Again, let us say that we have come to church on the First Sunday of Advent. The processional hymn would be hymn # 1, Come Thou Long Expected Jesus. It refers to Jesus as having “a people,” not merely being in a “relationship” with individual persons. This “people” gathers on Sunday mornings to worship him in a very specific way that they believe he has directed. We have a common life in Christ, a life that we share not only with those who are physically with us on Sunday morning, but also with those we refer to as the blessed departed: handmaidens and servants of God like Peter and Paul, John and Mary, Stephen, Ignatius, Felicitas, Perpetua, Lucia, Cecilia, the Ethiopian Eunuch pictured below, and all the saints of God who are presently in the company of our Lord Jesus Christ.

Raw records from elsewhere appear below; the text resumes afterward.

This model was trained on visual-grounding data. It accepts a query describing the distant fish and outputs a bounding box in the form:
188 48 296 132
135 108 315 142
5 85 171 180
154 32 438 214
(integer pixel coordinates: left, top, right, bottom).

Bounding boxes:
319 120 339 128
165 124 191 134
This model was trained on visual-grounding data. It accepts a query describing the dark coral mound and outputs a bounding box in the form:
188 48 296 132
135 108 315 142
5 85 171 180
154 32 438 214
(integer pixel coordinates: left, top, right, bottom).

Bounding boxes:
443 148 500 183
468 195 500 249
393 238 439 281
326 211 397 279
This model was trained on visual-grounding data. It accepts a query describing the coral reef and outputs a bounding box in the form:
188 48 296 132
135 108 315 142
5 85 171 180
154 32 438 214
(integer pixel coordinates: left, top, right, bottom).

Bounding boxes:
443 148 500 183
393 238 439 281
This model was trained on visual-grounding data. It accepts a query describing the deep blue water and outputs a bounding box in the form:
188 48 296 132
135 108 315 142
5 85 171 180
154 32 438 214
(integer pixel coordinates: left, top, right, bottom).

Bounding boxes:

In Wesley’s hymn we literally sing a prayer that Christ will soon come to set his “people” free. Freedom, according to the Book of Common Prayer, is perfected in the worship of God (BCP p.17). What that means is that human beings are made to worship and love God and when we discover that we may worship him in the liturgy we discover the freedom to be the people we are meant to be. A free man or a free woman is a beautiful and terrible thing to behold. An authentic fear of God sets us free from all the large as well as the pecuine fears that try to roost in our life. The celebrant says the Collect for Purity after the processional hymn:
“Almighty God, unto whom all hearts are open, all desires known, and from whom no secrets are hid; Cleanse the thoughts of our hearts by the inspiration of thy Holy Spirit, that we may perfectly love thee, and worthily magnify they holy Name; through Christ our Lord. Amen.”